Efficiently calculate edit distance between two strings

Question

I have a string S of length 1000 and a query string Q of length 100. I want to calculate the edit distance of query string Q with every sub-string of string S of length 100. One naive way to do is calculate dynamically edit distance of every sub-string independently i.e. edDist(q,s[0:100]), edDist(q,s[1:101]), edDist(q,s[2:102])....... edDist(q,s[900:1000]) .

def edDist(x, y):
""" Calculate edit distance between sequences x and y using
    matrix dynamic programming.  Return distance. """
D = zeros((len(x)+1, len(y)+1), dtype=int)
D[0, 1:] = range(1, len(y)+1)
D[1:, 0] = range(1, len(x)+1)
for i in range(1, len(x)+1):
    for j in range(1, len(y)+1):
        delt = 1 if x[i-1] != y[j-1] else 0
        D[i, j] = min(D[i-1, j-1]+delt, D[i-1, j]+1, D[i, j-1]+1)
return D[len(x), len(y)]

Can somebody suggest an alternate approach to calculate edit distance efficiently. My take on this is that we know the edDist(q,s[900:1000]). Can we somehow use this knowledge to calculate edDist[(q,s[899:999])]...since there we have a difference of 1 character only and then proceed backward to edDist[(q,s[1:100])] using the previously calculated edit Distance ?

Answer 1

Improving Space Complexity

One way to make your Levenshtein distance algorithm more efficient is to reduce the amount of memory required for your calculation.

To use an entire matrix, that requires you to utilize O(n * m) memory, where n represents the length of the first string and m the second string.

If you think about it, the only parts of the matrix we really care about are the last two columns that we're checking - the previous column and the current column.

Knowing this, we can pretend we have a matrix, but only really ever create these two columns; writing over the data when we need to update them.

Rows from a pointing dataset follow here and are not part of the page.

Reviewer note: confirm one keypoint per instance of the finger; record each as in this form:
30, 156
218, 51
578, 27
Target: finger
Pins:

All we need here is two arrays of size n + 1:

var column_crawler_0 = new Array(n + 1);
var column_crawler_1 = new Array(n + 1);

Initialize the values of these pseudo columns:

for (let i = 0; i < n + 1; ++i) {
  column_crawler_0[i] = i;
  column_crawler_1[i] = 0;
}

And then go through your normal algorithm, but just make sure that you're updating these arrays with the new values as we go along:

for (let j = 1; j < m + 1; ++j) {
  column_crawler_1[0] = j;
  for (let i = 1; i < n + 1; ++i) {
    // Perform normal Levenshtein calculation method, updating current column
    let cost = a[i-1] === b[j-1] ? 0 : 1;
    column_crawler_1[i] = MIN(column_crawler_1[i - 1] + 1, column_crawler_0[i] + 1, column_crawler_0[i - 1] + cost);
  }

  // Copy current column into previous before we move on
  column_crawler_1.map((e, i) => {
    column_crawler_0[i] = e;
  });
}

return column_crawler_1.pop()

If you want to analyze this approach further, I wrote a small open sourced library using this specific technique, so feel free to check it out if you're curious.

Improving Time Complexity

There's no non-trivial way to improve a Levenshtein distance algorithm to perform faster than O(n^2). There are a few complicated approached, one using VP-Tree data structures. There are a few good sources if you're curious to read about them here and here, and these approaches can reach up to an asymptotical speed of O(nlgn).